PHPaul
Well-known member
Equipment
B2650, Pronovost snow blower, Landpride rotary mower, Howard tiller, box blade
Some years back, I got REALLY tired of wimpy snowblowers that would bog down in anything other than a few inches of light fluffy stuff. A friend had an 8/24 blower with a blown up Briggs and Scrapiron on it that he just wanted gone.
I have a torch and a welder, so... I sprung for a 13 horse electric start Predator engine from Harbor Freight and commenced shade-tree engineering it onto the blower chassis. Not terribly complex, made a subframe to move the engine up and back so the pulleys lined up and moved the blower chute crank out a ways to clear the engine, whipped up a battery tray and mount.
It's a snowblowing Esso Bee and I've never managed to stop it. In fact, it rarely ever kicked the governor in. Of course once I had it built Glow Bull War Ming kicked in and we haven't had a Winter worth the name in 5 or 6 years.

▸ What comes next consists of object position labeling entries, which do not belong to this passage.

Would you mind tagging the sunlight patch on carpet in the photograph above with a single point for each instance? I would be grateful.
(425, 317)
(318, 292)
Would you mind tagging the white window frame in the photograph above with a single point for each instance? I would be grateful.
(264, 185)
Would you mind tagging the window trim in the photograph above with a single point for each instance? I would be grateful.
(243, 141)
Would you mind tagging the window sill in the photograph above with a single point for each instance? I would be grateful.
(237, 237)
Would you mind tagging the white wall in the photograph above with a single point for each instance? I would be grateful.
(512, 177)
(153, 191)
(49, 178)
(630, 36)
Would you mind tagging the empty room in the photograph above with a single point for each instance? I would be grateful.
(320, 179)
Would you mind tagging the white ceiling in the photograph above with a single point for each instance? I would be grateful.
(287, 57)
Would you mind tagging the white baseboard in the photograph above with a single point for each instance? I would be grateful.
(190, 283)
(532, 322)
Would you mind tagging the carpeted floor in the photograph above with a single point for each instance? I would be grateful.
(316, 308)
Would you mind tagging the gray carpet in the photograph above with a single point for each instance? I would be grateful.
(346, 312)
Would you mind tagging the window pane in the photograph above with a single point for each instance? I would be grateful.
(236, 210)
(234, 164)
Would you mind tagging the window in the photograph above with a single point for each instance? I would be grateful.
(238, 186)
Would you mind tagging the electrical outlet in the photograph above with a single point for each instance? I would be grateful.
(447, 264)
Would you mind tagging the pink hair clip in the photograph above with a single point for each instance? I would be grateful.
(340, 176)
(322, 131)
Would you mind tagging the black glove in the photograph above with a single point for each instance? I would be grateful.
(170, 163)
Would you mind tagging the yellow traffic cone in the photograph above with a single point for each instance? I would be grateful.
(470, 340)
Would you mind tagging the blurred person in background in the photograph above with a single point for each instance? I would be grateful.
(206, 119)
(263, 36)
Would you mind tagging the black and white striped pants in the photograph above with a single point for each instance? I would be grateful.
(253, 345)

I know for a fact it hasn't been used in at least two years and probably longer. We got 6 or 8 inches over the last couple of days, enough to put the big blower on the Cabota and clear out the driveway and in front of the garage. Rather than run the tractor across the back lawn for the path to the shop, I decided to dig the Binford 6000 out and see if it would start.
Hooked my pocket-sized jump pack onto it, turned on the (2+ year old) gas, choked it and hit the starter. It took maybe 30 seconds to kick over and another minute on half-choke and high idle to warm up and away we went.
Can't say that for ANY Briggs/Tecumseh I've ever owned, and darn few Hondas. The GX yes, the GC...well, it was a miracle if that POS started at all, much less easily. It got replaced with a Predator too (on my pressure washer).